Erstmal Elternzeit statt Jobwechsel? – Tipps für die berufliche Umorientierung vor, während und nach der Elternzeit

Unglücklich im Job? Ein Ja auf diese Frage sollte eigentlich direkt zur Suche nach einem neuen Job führen. Doch gerade in der Lebenphase der Familiengründung schieben Frauen eine berufliche Veränderung auf und werden „erstmal schwanger“. Dabei schließt die Familienplanung einen Wechsel in passendere Positionen und Tätigkeiten nicht aus, erklärt MMBC MMBC-Member, Führungskraft und ehemalige Personalerin Kathrin Aehling im Interview. Sie hat uns einen Einblick in die Kriterien gegeben, auf die sie bei Bewerber:innen achtet. Außerdem sprechen wir mit ihr darüber, wie familienfreundliche Unternehmen und sie gibt konkrete Tipps für Mütter, die sich während der Elternzeit oder danach beruflich umorientieren möchten: 

MMBC-Member Kathrin Aehling ist Head of Channel Distribution & Electrician und war zuvor 9 Jahre Personalerin

Du bist ehemalige Personalerin und Vollzeit Working Mom, darum an Dich die Frage: Was ist aus Deiner Erfahrung besonders wichtig, wenn man als (angehende) Mutter seinen Wiedereinstieg plant?

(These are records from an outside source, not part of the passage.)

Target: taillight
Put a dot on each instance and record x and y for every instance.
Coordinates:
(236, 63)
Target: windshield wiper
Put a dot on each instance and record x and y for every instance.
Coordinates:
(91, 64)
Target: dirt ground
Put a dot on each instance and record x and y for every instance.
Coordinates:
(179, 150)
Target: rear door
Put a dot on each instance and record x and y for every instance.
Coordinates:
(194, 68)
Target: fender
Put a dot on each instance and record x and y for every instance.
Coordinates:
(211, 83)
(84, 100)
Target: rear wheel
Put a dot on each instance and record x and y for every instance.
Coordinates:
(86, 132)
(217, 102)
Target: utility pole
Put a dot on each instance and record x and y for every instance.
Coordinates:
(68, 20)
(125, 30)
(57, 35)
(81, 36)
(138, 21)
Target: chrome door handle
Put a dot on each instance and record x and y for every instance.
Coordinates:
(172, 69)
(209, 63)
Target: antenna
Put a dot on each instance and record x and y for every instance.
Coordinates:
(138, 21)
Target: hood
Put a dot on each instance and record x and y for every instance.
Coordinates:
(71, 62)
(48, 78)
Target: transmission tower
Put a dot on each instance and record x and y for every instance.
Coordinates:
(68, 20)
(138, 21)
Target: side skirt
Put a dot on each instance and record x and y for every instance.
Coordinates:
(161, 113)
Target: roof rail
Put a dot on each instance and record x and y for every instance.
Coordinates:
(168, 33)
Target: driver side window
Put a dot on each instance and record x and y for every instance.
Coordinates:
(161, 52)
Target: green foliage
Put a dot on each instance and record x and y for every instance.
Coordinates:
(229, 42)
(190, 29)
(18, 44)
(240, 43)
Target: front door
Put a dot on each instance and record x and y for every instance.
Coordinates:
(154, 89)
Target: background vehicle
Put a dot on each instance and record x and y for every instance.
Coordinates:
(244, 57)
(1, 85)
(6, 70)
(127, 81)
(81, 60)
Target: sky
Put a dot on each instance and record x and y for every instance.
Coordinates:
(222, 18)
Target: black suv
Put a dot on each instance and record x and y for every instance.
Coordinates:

Erst mal ist aus meiner Sicht bereits der „Ausstieg“ in die Elternzeit wichtig: ich erlebe immer wieder Frauen, die im aktuellen Job nicht besonders glücklich sind und dann (statt sich um einen neuen Job zu kümmern) die Entscheidung treffen erst einmal schwanger zu werden und in Elternzeit zu gehen. Das ist aus meiner Sicht ein großer Fehler, denn es führt es dazu, dass erwartungsgemäß die Motivation in den ungeliebten Job zurückzukehren nicht besonders groß ist und aus der Situation heraus die Elternzeit am Ende oft deutlich ausgeweitet wird oder diese Frauen nur mit sehr wenigen Stunden zurückkommen. Beides erschwert bekanntermaßen die Rückkehr insbesondere in „spannende“ Jobs. Viel einfacher ist es, sich in einen erfüllenden Job „hineinzuarbeiten“ – denn diesen macht man erfahrungsgemäß mit mehr Leidenschaft und Engagement als unliebsame Jobs, hier ist also auch die Rückkehrmotivation viel größer – und dann in die Familienplanung zu gehen und Elternzeit zu nehmen. Erfahrungsgemäß sind Führungskräfte in diesem Fall auch viel gewillter dir einen Job freizuhalten oder einen spannenden neuen Job in Aussicht zu stellen. Sprich die Rückkehr aus der Elternzeit sollte schon gleich zu Beginn der Familienplanung mitgedacht werden. Nur dann kann ich einen guten Plan entwickeln und diesen auch klar kommunizieren. Für Arbeitgeber ist ein „ich weiß noch nicht, wann ich aus der Elternzeit zurück kommen werde“, schwierig planbar. Hier empfehle ich einen klaren Zeithorizont zu kommunizieren – anpassen kann ich diesen später im Zweifel immer noch einmal.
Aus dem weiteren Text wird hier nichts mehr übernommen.